Introduction
Data visualization is an exploration tool for scientists, researchers, engineers, and analysts to represent data in a graphical or pictorial form. MATLAB, a programming language for data analysis and visualization, has its own visualization library called MATLAB Plot or simply MatPlot. MatPlot is a powerful and flexible library with numerous data visualization techniques for generating informative and clear visualizations. In this article, we will explore various data visualization techniques using MatPlot.
Line Plot
The line plot is a fundamental visualization technique that displays the value of a dependent variable on the y-axis against independent variable on the x-axis. The simplest way to create a line plot in MatPlot is by using the “plot” function. Let’s consider an example of plotting the graph of sine and cosine functions.
x = linspace(0, 10, 100);
y_sin = sin(x);
y_cos = cos(x);
plot(x, y_sin, '-r', x, y_cos, '-g');
xlabel('x');
ylabel('y');
title('Sine and Cosine Functions');
legend('Sine', 'Cosine');
The above code generates a line plot of sine and cosine functions and labels the x-axis as “x” and the y-axis as “y”. We also set the title of the plot as “Sine and Cosine Functions” and include a legend to differentiate between the two lines.
Scatter Plot
A scatter plot is a data visualization technique that shows the relationship between two continuous variables. In a scatter plot, the x-axis is for the independent variable, and the y-axis is for the dependent variable. Scatter plots are useful for identifying patterns or relationships between variables, such as correlation or clustering. In MatPlot, we can use the “scatter” function to generate a scatter plot. Let’s generate a scatter plot of random data.
x = randn(100,1);
y = randn(100,1);
scatter(x, y);
xlabel('x');
ylabel('y');
title('Random Data Scatter Plot');
The above code generates a scatter plot of randomly generated data and labels the x-axis as “x” and the y-axis as “y”. We also set the title of the plot as “Random Data Scatter Plot”.
Bar Graph
A bar graph is a data visualization technique that represents data in a categorical form. A bar graph has bars of equal width and whose height indicates the value of a dependent variable. In MatPlot, we can use the “bar” function to generate a bar graph. Let’s generate a bar graph of the top 10 oil producers.
x = [737, 511, 309, 259, 224, 163, 138, 128, 118, 112];
countries = ['United States', 'Saudi Arabia', 'Russia', 'Canada', 'China', 'Iraq', 'Iran', ...
'United Arab Emirates', 'Brazil', 'Kuwait'];
bar(x);
set(gca, 'XTick', 1:10, 'XTickLabel', countries, 'YTick', 0:200:800);
xlabel('Countries');
ylabel('Thousand Barrels per Day');
title('Top 10 Oil Producers');
The above code generates a bar graph of the top 10 oil producers and labels the x-axis as “Countries” and the y-axis as “Thousand Barrels per Day”. We also set the title of the plot as “Top 10 Oil Producers” and a customized set of tick marks on both the x and y-axes.
Contour Plot
A contour plot is a data visualization technique that displays three-dimensional (3D) data in a two-dimensional (2D) form. A contour plot represents the values of a dependent variable as contour lines of equal value in a 2D plane. Contour plots are useful for visualizing dense or unevenly spaced data. In MatPlot, we can use the “contour” function to generate a contour plot. Let’s generate a contour plot of a 3D Gaussian function.

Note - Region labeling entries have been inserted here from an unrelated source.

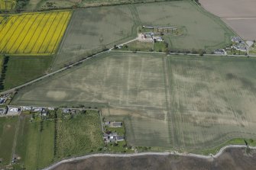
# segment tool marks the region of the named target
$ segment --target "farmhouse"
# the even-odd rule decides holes
[[[218,49],[214,51],[214,53],[218,55],[227,55],[227,53],[224,49]]]
[[[172,33],[176,27],[154,27],[154,26],[142,26],[143,28],[152,29],[154,32]]]
[[[0,115],[5,114],[6,112],[5,109],[0,108]]]
[[[122,127],[122,122],[111,122],[110,126],[111,127]]]

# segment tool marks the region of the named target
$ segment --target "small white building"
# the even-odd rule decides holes
[[[10,111],[11,111],[11,112],[18,112],[18,108],[11,108]]]

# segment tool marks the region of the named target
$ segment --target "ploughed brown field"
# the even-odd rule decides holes
[[[254,170],[256,152],[245,149],[227,149],[218,158],[209,159],[188,156],[143,156],[134,157],[94,157],[65,163],[54,170],[82,169],[190,169]]]
[[[242,38],[256,39],[256,1],[201,0],[200,3],[207,11],[220,17]]]

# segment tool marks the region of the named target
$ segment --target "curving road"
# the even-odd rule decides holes
[[[173,152],[141,152],[141,153],[132,153],[132,154],[110,154],[110,153],[96,153],[92,155],[88,155],[80,157],[73,157],[67,159],[63,159],[62,161],[60,161],[58,162],[56,162],[42,170],[51,170],[57,166],[60,165],[63,163],[66,162],[71,162],[73,161],[80,161],[86,159],[93,158],[93,157],[103,157],[103,156],[108,156],[108,157],[132,157],[132,156],[189,156],[189,157],[196,157],[199,159],[211,159],[211,158],[217,158],[222,153],[225,151],[225,149],[228,148],[246,148],[247,146],[245,145],[228,145],[226,146],[224,146],[222,148],[218,153],[216,153],[215,156],[203,156],[203,155],[197,155],[193,153],[180,153],[178,152],[173,151]],[[249,146],[250,149],[256,149],[256,147]]]

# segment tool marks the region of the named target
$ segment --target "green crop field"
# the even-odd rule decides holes
[[[97,111],[76,114],[70,119],[63,117],[61,111],[58,113],[57,120],[42,120],[37,114],[31,120],[31,115],[21,115],[15,152],[17,167],[28,170],[42,168],[64,158],[96,152],[103,147]],[[14,140],[8,139],[9,142]],[[8,162],[12,147],[12,143],[10,143]]]
[[[52,69],[134,38],[137,28],[141,25],[183,27],[182,36],[164,36],[169,49],[173,50],[203,49],[210,52],[229,45],[230,37],[234,35],[219,18],[191,1],[77,9]]]
[[[133,146],[191,152],[256,138],[256,60],[109,53],[24,88],[14,104],[105,106]]]
[[[215,50],[231,43],[233,32],[217,17],[192,1],[173,1],[134,5],[143,24],[184,27],[183,36],[164,36],[173,49]]]
[[[59,120],[57,123],[57,159],[97,152],[103,146],[99,114],[87,111],[70,120]]]
[[[53,69],[135,37],[137,27],[134,25],[133,15],[127,5],[76,10]]]
[[[22,85],[46,74],[52,56],[11,56],[8,61],[4,88]]]
[[[30,116],[21,117],[15,154],[21,167],[32,170],[53,162],[54,121],[30,122]]]
[[[11,161],[18,117],[0,117],[0,168]]]
[[[64,8],[95,7],[118,4],[145,3],[164,0],[30,0],[24,6],[26,11]]]

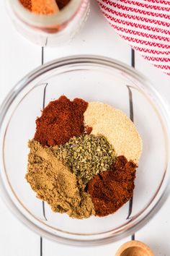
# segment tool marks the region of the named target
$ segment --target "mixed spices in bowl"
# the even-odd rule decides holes
[[[111,106],[61,96],[37,119],[29,148],[26,179],[54,212],[102,217],[133,197],[142,141]]]
[[[70,0],[19,0],[27,10],[37,14],[53,14],[65,7]]]

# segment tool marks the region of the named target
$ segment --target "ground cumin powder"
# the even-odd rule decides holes
[[[81,191],[76,175],[54,155],[53,150],[35,140],[29,142],[26,179],[37,197],[46,201],[54,212],[70,217],[88,218],[94,213],[88,193]]]
[[[93,128],[91,134],[104,135],[117,155],[138,163],[142,140],[134,124],[122,111],[102,102],[91,102],[84,115],[85,124]]]

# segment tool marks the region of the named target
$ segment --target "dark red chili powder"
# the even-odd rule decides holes
[[[125,156],[118,156],[109,171],[95,176],[88,184],[96,216],[115,213],[133,197],[135,168]]]
[[[42,116],[36,120],[35,140],[42,145],[54,146],[67,142],[73,136],[80,136],[86,131],[84,113],[88,103],[81,98],[71,101],[66,96],[50,101]]]

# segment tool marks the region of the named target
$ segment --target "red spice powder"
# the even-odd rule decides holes
[[[81,98],[71,101],[66,96],[51,101],[36,120],[35,140],[43,146],[54,146],[67,142],[73,136],[91,131],[84,124],[84,113],[88,103]]]
[[[133,197],[135,168],[125,156],[118,156],[109,171],[95,176],[88,184],[96,216],[115,213]]]

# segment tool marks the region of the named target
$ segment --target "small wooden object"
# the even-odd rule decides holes
[[[140,241],[130,241],[123,244],[115,256],[154,256],[148,245]]]
[[[53,14],[59,12],[55,0],[32,0],[32,12],[38,14]]]

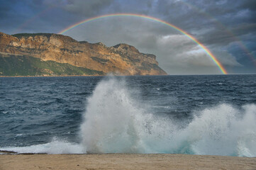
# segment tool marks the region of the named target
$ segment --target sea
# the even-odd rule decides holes
[[[256,75],[1,77],[0,150],[256,157]]]

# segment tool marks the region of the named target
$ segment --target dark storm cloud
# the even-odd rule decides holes
[[[106,10],[106,8],[111,6],[113,1],[113,0],[67,0],[64,6],[64,9],[71,13],[88,17],[94,15],[99,15],[102,11]]]
[[[0,31],[58,33],[90,17],[114,13],[148,15],[192,35],[225,65],[255,72],[256,1],[243,0],[0,0]],[[17,28],[18,29],[17,29]],[[169,73],[219,73],[211,58],[180,32],[152,21],[116,18],[90,22],[67,33],[79,40],[131,44],[157,55]],[[172,67],[170,67],[172,65]],[[177,67],[178,66],[178,67]],[[210,67],[211,68],[210,68]],[[247,69],[247,71],[246,71]],[[185,71],[183,71],[185,70]],[[186,71],[187,70],[187,71]],[[230,69],[231,70],[231,69]],[[239,72],[240,72],[239,71]]]

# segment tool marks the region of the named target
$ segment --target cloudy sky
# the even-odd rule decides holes
[[[0,0],[0,32],[54,33],[97,16],[129,13],[168,22],[189,33],[229,74],[256,74],[255,0]],[[77,40],[123,42],[157,55],[169,74],[221,74],[196,43],[152,20],[115,16],[86,23],[65,33]]]

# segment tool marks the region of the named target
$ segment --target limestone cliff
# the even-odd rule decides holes
[[[155,55],[141,53],[131,45],[118,44],[108,47],[101,42],[78,42],[57,34],[10,35],[0,33],[0,55],[5,57],[11,55],[33,57],[42,62],[68,64],[98,72],[95,74],[109,72],[119,75],[167,74],[158,67]],[[48,74],[54,74],[54,72],[49,71]]]

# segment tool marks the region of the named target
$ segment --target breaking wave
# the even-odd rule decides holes
[[[90,153],[256,156],[255,105],[204,109],[184,128],[174,121],[140,107],[124,81],[110,78],[88,99],[82,145]]]
[[[1,148],[18,153],[171,153],[256,157],[256,105],[221,104],[194,112],[186,125],[150,113],[125,81],[99,83],[81,125],[81,143],[52,142]],[[180,128],[183,127],[183,128]]]

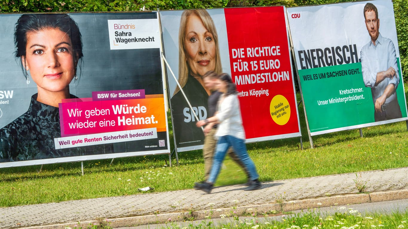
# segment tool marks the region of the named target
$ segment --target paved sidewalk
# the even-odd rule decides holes
[[[219,212],[223,214],[234,206],[238,210],[249,206],[288,210],[408,198],[408,167],[359,173],[367,181],[366,191],[370,194],[352,195],[357,192],[356,175],[346,174],[264,182],[262,189],[250,192],[236,185],[216,187],[208,194],[188,189],[2,208],[0,228],[66,223],[71,223],[35,228],[73,227],[72,223],[98,218],[109,219],[114,227],[125,227],[152,223],[151,219],[158,222],[172,217],[182,220],[191,213],[199,219],[209,210],[224,209]]]

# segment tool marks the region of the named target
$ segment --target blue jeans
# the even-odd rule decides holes
[[[217,177],[220,173],[222,161],[225,157],[227,150],[230,146],[232,146],[237,156],[246,168],[246,170],[249,174],[250,180],[253,181],[259,178],[259,175],[256,172],[255,164],[249,157],[244,140],[231,135],[225,135],[221,136],[218,139],[215,153],[213,157],[213,165],[211,167],[210,177],[207,182],[215,183]]]

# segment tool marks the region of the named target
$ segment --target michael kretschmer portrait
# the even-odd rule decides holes
[[[399,83],[395,48],[391,40],[379,33],[377,8],[372,3],[364,7],[364,17],[371,38],[361,48],[361,71],[366,87],[371,88],[376,122],[402,117],[396,90]]]
[[[204,119],[207,117],[207,100],[211,92],[204,86],[203,76],[211,70],[218,74],[222,71],[218,34],[206,10],[183,11],[178,42],[179,82],[199,119]],[[179,146],[203,144],[203,131],[195,126],[197,120],[178,87],[171,101],[174,132]]]
[[[23,14],[16,24],[16,57],[22,80],[37,84],[27,111],[0,130],[0,162],[110,152],[109,145],[55,150],[61,137],[58,103],[77,97],[69,84],[78,81],[82,44],[76,23],[68,15]]]

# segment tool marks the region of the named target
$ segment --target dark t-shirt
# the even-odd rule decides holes
[[[220,97],[222,95],[222,92],[217,90],[215,90],[211,92],[211,95],[208,97],[208,117],[212,117],[217,111],[217,105],[218,103]],[[214,124],[213,128],[217,128],[217,124]]]

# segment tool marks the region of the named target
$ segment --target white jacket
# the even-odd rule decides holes
[[[217,107],[217,113],[215,116],[220,123],[215,136],[232,135],[245,140],[245,134],[242,126],[238,95],[230,95],[224,97],[224,95],[222,95]]]

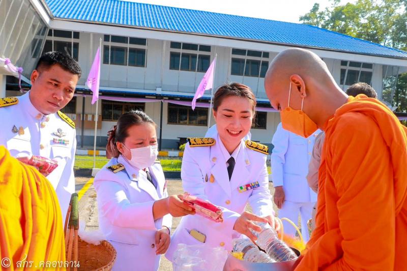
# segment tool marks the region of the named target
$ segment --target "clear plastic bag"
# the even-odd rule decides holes
[[[223,248],[179,244],[174,252],[173,271],[219,271],[227,258]]]
[[[242,252],[243,259],[250,262],[275,262],[269,255],[258,249],[257,246],[247,238],[234,240],[233,251]]]
[[[257,222],[261,231],[252,231],[257,237],[257,244],[266,251],[270,257],[277,262],[288,261],[297,257],[295,253],[288,246],[278,238],[277,232],[268,223]]]

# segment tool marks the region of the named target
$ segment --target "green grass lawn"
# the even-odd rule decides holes
[[[179,171],[181,170],[180,159],[159,159],[164,171]],[[96,156],[96,168],[102,168],[109,160],[104,156]],[[92,168],[93,156],[91,155],[76,155],[75,157],[75,168]],[[271,168],[267,167],[269,174],[271,173]]]

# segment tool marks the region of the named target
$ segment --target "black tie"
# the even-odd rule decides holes
[[[227,174],[229,174],[229,180],[230,180],[230,178],[232,177],[232,173],[233,173],[233,169],[235,168],[235,158],[230,157],[227,160],[227,163],[229,166],[227,166]]]
[[[150,181],[150,182],[151,183],[151,184],[153,186],[154,186],[154,187],[155,187],[156,189],[157,189],[157,187],[156,186],[155,184],[154,184],[154,182],[153,182],[153,179],[151,178],[151,175],[150,174],[150,172],[149,171],[146,171],[146,174],[147,174],[147,179],[149,180]]]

[X Y] = meshgrid(-3:.25:3);
Z = peaks(X, Y);
contour(X, Y, Z);
xlabel('x');
ylabel('y');
title('Contour Plot of 3D Gaussian Function');
The above code generates a contour plot of a 3D Gaussian function and labels the x-axis as “x” and the y-axis as “y”. We also set the title of the plot as “Contour Plot of 3D Gaussian Function”.
Heat Map
A heat map is a data visualization technique that displays data using colors to represent values. Heat maps are useful for visualizing large datasets and identifying patterns or trends in data. In MatPlot, we can use the “heatmap” function to generate a heat map. Let’s generate a heat map of the correlation matrix of the iris dataset.
load('iris.mat');
C = corr(iris(:,1:4), 'Type', 'Spearman');
figure;
heatmap(C, 'Colormap', hot);
xlabel('Features');
ylabel('Features');
title('Heat Map of Correlation Matrix');
The above code generates a heat map of the correlation matrix of the iris dataset using the “heatmap” function. We set the colormap of the heat map to “hot” and label the x and y-axes with “Features”. We also set the title of the plot as “Heat Map of Correlation Matrix”.
Conclusion
MatPlot is a powerful and flexible data visualization library that provides numerous techniques for generating informative and clear visualizations. In this article, we explored various visualization techniques such as line plots, scatter plots, bar graphs, contour plots, and heat maps. These techniques provide useful visualizations to explore datasets and identify patterns or relationships between variables.